Jeffrey Harrison is a self-described beach bum who lives with his dogs in an RV in Santa Monica or Venice beach parking lots and rescues pigeons. A one-time male model who posed in Playgirl in 1984, he at one time earned his rent by selling sperm to the California Cryobank, two or three times a week at $25-50 a pop. He has 'fathered' at least 58 children, and the film follows the efforts of a number of them to make contact with him. The central character is Jo-Ellen, a student in 'intelligence studies' (that's CIA type intelligence, not IQ test type intelligence) in Erie Pennsylvania, with lesbian parents, and it is she who makes contact with her half-siblings and is the driving force. Her innocence, combined with an obviously powerful need to fill an emptiness she feels, makes this a touching story; the more we see of Jeffrey, who has some drug issues, whose idea of fatherhood is confined to his relationship with his dogs, and who feels that the world is just a dream, the more we worry for Jo-Ellen and her siblings when they finally accomplish their goal.

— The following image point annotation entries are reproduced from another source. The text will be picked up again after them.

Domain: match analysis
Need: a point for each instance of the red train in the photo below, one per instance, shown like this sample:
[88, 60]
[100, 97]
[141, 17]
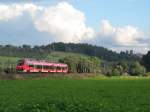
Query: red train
[31, 65]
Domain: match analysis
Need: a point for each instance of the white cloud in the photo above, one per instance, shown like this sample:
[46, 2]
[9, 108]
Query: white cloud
[64, 22]
[8, 12]
[126, 37]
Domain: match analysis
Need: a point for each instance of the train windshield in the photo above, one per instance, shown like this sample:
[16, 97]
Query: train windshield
[20, 62]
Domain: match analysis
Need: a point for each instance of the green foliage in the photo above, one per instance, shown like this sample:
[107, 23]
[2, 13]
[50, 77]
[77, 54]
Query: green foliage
[136, 69]
[82, 64]
[55, 95]
[146, 61]
[41, 52]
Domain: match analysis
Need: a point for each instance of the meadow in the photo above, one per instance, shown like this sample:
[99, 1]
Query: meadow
[75, 95]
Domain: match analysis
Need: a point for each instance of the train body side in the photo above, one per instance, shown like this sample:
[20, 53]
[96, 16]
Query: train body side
[32, 66]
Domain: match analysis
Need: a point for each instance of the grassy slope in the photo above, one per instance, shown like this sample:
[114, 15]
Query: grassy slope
[68, 95]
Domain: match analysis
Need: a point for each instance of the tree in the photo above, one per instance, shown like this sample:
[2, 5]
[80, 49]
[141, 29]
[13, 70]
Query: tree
[136, 69]
[146, 61]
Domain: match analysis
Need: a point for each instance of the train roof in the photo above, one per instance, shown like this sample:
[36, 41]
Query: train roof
[43, 62]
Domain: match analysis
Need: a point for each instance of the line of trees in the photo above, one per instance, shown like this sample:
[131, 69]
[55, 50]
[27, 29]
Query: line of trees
[43, 51]
[99, 59]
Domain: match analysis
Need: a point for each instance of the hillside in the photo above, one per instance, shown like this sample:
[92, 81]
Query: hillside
[41, 52]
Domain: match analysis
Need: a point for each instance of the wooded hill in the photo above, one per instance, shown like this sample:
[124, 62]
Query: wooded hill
[44, 50]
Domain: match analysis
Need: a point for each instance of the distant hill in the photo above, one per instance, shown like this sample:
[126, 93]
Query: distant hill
[43, 51]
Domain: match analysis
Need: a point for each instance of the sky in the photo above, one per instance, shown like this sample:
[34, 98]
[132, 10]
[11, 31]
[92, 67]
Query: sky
[115, 24]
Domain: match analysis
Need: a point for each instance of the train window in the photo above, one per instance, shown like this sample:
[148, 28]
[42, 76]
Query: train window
[31, 65]
[64, 68]
[20, 62]
[46, 67]
[59, 68]
[51, 67]
[39, 66]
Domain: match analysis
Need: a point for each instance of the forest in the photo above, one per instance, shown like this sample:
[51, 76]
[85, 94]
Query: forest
[81, 58]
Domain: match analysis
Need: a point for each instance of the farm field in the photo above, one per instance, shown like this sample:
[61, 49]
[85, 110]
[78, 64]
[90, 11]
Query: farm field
[75, 95]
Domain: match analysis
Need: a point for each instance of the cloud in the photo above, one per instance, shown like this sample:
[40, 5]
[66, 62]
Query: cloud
[8, 12]
[65, 23]
[125, 37]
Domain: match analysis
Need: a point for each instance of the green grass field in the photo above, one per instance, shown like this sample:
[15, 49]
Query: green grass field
[70, 95]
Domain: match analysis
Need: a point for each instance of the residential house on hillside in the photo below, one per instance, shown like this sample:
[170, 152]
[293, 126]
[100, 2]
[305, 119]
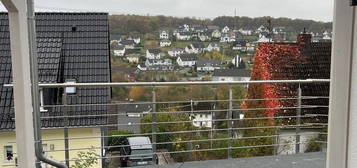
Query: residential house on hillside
[216, 34]
[187, 60]
[174, 52]
[279, 34]
[164, 34]
[240, 46]
[130, 114]
[114, 38]
[118, 50]
[245, 32]
[185, 36]
[153, 54]
[136, 39]
[208, 65]
[129, 44]
[62, 57]
[158, 62]
[195, 48]
[198, 28]
[204, 36]
[226, 29]
[231, 75]
[261, 29]
[264, 38]
[228, 37]
[213, 47]
[165, 43]
[133, 58]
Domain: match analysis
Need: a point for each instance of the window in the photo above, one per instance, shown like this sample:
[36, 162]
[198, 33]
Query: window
[42, 103]
[9, 154]
[70, 90]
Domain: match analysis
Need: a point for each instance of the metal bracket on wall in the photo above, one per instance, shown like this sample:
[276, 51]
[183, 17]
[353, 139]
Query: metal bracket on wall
[353, 2]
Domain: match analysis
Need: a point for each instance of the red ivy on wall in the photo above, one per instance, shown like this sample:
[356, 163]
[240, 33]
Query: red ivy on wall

Ruffalo's Paul is like a fantasy version of Jeffrey, without the issues except for the immaturity. He is immune to other people's feelings; he fails to recognise the hurt he causes Tanya (YaYa DaCosta) his casual squeeze who appears to be waiting for just a spark of maturity from him, and he jumps at the easy sort of family his sperm donor status provided. When Laser asks why he donated sperm he babbles about helping people, just as Jeffrey talks about 'the miracle attached', when the reality is it was money for pulling old rope.

In the end Donor Unknown is a far more gripping film than The Kids Are All Right, and every bit as entertaining. Director Jerry Rothwell can play with ambiguities, or rather let them reveal themselves and resolve themselves, and we hang with sympathy on JoEllen's reaction to Jeffrey, and what her future might hold. Because Donor Unknown concentrates solely on the issue of fatherhood, the difference between nature and nurture, the biological urge to find one's roots, and doesn't have to entertain or veer off into teen angst or the hardships of marriage, gay or straight, it is free to challenge its viewers, and it is certainly one of the best docs of the year, and a highlight of the Sheffield Festival.